22. Para politikası duruşu oluşturulurken, maliye politikasına dair esas alınan görünüm fiyat istikrarı ve makroekonomik dengelenmeye odaklı, para politikasıyla eşgüdüm arz eden bir politika duruşu içermektedir. Bu doğrultuda, yönetilen/yönlendirilen fiyat ve vergi ayarlamalarının geçmiş enflasyona endeksleme davranışının azaltılmasına yardımcı olacak şekilde belirleneceği varsayılmıştır. Maliye politikasının söz konusu çerçeveden belirgin olarak sapması ve bu durumun orta vadeli enflasyon görünümünü olumsuz etkilemesi halinde para politikası duruşunun da güncellenmesi söz konusu olabilecektir.

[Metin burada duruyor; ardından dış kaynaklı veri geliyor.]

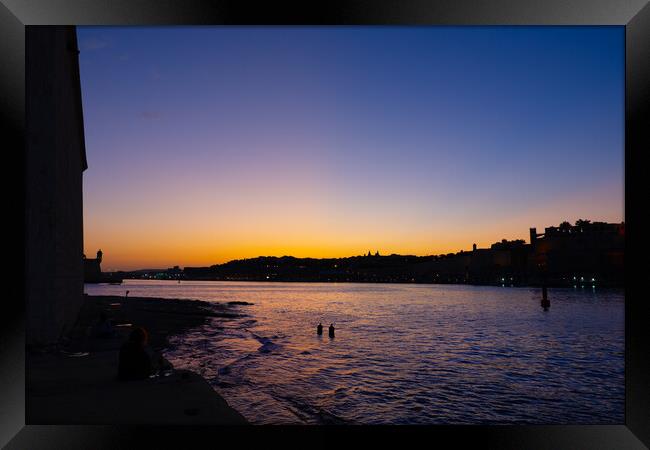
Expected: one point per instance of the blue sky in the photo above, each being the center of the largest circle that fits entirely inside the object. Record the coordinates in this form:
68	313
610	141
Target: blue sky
227	142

23. Para politikası ve maliye politikası arasında kuvvetlendirilen eşgüdümün sürekli ve sistematik bir yapıya dönüştürülmesi yönünde yürütülmekte olan ortak çabaların fiyat istikrarını sağlamaya katkıda bulunması beklenmektedir. Bunun yanı sıra, enflasyondaki katılık ve oynaklıkları azaltacak yapısal adımlara devam edilmesi fiyat istikrarına ve dolayısıyla toplumsal refaha olumlu katkıda bulunacaktır.